I wonder whether it would be helpful to look at the full sentence. One develops and tests a concept. I appreciate that techniques would be needed to test and develop those concepts, but one needs to have the capacity to develop concepts if one is doing anything experimental, which is exactly what the clause deals with.
For the Minister’s information, I, too, wondered what the acquisition of land referred to. I therefore spoke to environmental bodies in Wales, who informed me that the sort of things that could, for example, be used in such cases, would be sea defence issues, flood plains, and wetland area developments. Was that what he also had in mind?
I am grateful to my hon. Friend for her comments, which are helpful. In the number of Committees that I have attended in my four years in the House, there tend to be moments when we have short debates about words, and this has been one of the more interesting ones. However, I hope that we have now explored the vocabulary sufficiently to be able to move on.
I pay tribute to my hon. Friend for the research and work that she has done in preparation for attending the Committee, including talking to some local bodies. I am sure that the ideas and schemes that they have come up with and to which the provision might apply would be the kind of thing that we would want to give Natural England the room to explore, so that it could respond to the local requirements that she has found in her constituency. I hope that we have discussed the matter sufficiently for the Committee to support the inclusion of the clause in the Bill.
I apologise for intervening again on the Minister, but I remain unhappy about the compulsory powers that are contained in the clause. As the Minister said, the Countryside Agency has not used those powers in the past, so why do we need them now?
On the question of the National Trust, I want to say that it does give up land. In my constituency, it had to give up some land to allow a bypass to be built. The National Trust formally objected to the proposed route, but when the inspector in the public inquiry ruled that the route should go partly through land owned by the National Trust, it conceded the point in the interests of the community that was to be bypassed. I ask the Minister to undertake to re-examine the issue to ensure that those powers are not just being put in because Sir Humphrey would like them to be included—just in case they might be useful one day—and that they really are needed. Perhaps the Minister could review that matter before the Bill returns to the House on Report.

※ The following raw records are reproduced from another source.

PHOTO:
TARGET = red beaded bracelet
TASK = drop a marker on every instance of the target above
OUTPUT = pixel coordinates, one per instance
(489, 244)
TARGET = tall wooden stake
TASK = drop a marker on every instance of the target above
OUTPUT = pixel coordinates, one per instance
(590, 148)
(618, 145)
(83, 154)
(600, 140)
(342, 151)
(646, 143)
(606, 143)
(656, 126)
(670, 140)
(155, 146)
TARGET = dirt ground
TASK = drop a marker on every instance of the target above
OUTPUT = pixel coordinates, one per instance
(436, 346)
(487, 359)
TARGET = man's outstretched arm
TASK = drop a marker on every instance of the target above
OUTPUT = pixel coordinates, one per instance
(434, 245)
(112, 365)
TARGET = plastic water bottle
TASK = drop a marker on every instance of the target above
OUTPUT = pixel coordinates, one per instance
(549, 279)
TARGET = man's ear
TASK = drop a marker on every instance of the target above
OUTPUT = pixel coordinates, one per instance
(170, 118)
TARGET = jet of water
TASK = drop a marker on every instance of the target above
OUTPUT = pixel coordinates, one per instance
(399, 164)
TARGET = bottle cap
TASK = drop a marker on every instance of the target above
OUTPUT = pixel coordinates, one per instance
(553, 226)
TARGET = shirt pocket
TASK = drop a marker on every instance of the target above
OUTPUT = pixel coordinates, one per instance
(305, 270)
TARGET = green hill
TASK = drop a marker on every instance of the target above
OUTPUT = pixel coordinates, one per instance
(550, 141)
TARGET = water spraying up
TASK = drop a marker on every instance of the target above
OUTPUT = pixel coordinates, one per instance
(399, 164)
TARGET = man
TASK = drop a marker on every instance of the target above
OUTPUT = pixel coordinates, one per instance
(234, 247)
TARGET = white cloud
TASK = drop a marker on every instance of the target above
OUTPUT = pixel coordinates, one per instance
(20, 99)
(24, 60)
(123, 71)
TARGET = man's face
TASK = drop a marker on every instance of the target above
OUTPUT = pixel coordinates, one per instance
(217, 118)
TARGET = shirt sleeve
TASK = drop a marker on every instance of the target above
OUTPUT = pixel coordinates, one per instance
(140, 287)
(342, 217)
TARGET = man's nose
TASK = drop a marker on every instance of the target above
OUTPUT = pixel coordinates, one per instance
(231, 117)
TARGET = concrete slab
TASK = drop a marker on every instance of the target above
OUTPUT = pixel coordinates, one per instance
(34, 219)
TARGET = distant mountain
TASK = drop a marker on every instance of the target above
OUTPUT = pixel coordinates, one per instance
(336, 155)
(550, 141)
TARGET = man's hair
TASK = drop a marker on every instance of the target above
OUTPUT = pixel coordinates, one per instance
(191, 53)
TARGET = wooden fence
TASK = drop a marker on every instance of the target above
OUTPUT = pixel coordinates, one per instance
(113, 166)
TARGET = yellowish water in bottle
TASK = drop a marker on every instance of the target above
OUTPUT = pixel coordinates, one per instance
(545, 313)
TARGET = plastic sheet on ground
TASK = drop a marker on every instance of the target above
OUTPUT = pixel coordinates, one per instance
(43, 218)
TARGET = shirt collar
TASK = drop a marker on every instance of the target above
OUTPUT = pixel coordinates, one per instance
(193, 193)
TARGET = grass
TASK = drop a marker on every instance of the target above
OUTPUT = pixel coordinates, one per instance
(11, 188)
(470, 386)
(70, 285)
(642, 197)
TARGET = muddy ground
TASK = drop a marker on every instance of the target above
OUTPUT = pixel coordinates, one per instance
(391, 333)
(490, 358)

I would say yes and no to the hon. Gentleman. Yes, I am happy to seek clarification for him about the National Trust. I suspect that there are legal reasons relating to how it was set up by Act of Parliament that would prevent us from easily applying compulsory purchase orders to it, but when I said that the land could not be sold, that may not have been accurate. I will seek advice on the matter and write to the hon. Gentleman and to other members of the Committee to clarify the position.
I will, of course, reflect on everything that is said in the Committee, but in respect of reflecting on whether we need this provision, I remain persuaded at present that the situation that I used as an example, in which the owner of land was untraceable, applies. Such situations may arise.
Perhaps I will have to reflect on that matter, because the hon. Gentleman has gone into an area with which I am less familiar. I hope that we have now been able to discuss this matter enough to make progress, on the basis that if there are issues that he has raised that I need to write to him about or return to at a later stage, I will do so.